Sorry. I simply copied the quote, and expected the formatting to not change.

[Guest]

Perhaps I can make the claim I am making somewhat more vivid. I am stating that the hypotenuse of a PPT can never be a multiple of such prime numbers as 3, 7, 11, 19, 23, 31 and 43 (and so on.)

[Guest]

Perhaps I can make the claim I am making somewhat more vivid. I am stating that the hypotenuse of a PPT can never be a multiple of such prime numbers as 3, 7, 11, 19, 23, 31 and 43 (and so on.)

I understand the question, can you post a spoiler hint? I don't see any way of going about it

[Guest]

Definitely not, methinks. I do not see how a hint, as such, can be of any benefit. The solution, unfortunately not originating from yours truly (I wish I were that intelligent) will be posted shortly.

Edited October 9, 2009 by jerbil

[Guest]

I immediately felt guilty about my previous post. Here is a hint, underneath a spoiler.

Consider the modular equation a² + b² = 0 (mod 4). Under what circumstances might this occur?

[Guest]

I immediately felt guilty about my previous post. Here is a hint, underneath a spoiler.

Consider the modular equation a² + b² = 0 (mod 4). Under what circumstances might this occur?

this can only be true when a² AND b² are both multiples of 4. This also implies that c² is a multiple of 4 and that the equation can therefore be divided by 4 and is not a PPT. For a PPT, c² can not have mod4 of 0. It can only have mod4 of 1.

I'm still missing the part about how the factors of c² can not include a number with mod4 of 3.

[Guest]

I apologise for an earlier typo - maybe this will compensate.

1. There is no solution to the equation j² = -1 (mod p) if p = 3 (mod 4).

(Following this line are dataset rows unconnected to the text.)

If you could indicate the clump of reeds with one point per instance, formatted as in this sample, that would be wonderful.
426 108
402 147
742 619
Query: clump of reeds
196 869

Even this takes a bit of proving.

2. If a prime number p = 3 (mod 4) divides a number n = a² + b², then this prime number also divides both a and b.

The idea is that if the hypotenuse c is divisible by a prime number of the form 3 (mod 4), then such a number also divides the two legs a and b, so that the triad (a,b,c) cannot be a PPT.

[Guest]

I apologise for an earlier typo - maybe this will compensate.

1. There is no solution to the equation j² = -1 (mod p) if p = 3 (mod 4). Even this takes a bit of proving.

2. If a prime number p = 3 (mod 4) divides a number n = a² + b², then this prime number also divides both a and b.

The idea is that if the hypotenuse c is divisible by a prime number of the form 3 (mod 4), then such a number also divides the two legs a and b, so that the triad (a,b,c) cannot be a PPT.

I believe the only thing remaining is to show that c^{2[/sup can not have a factor p=3 (mod4) that is NOT prime.}

[Guest]

Is it not the case that any number which is 3 (mod 4) must have a prime factor 3 (mod 4)?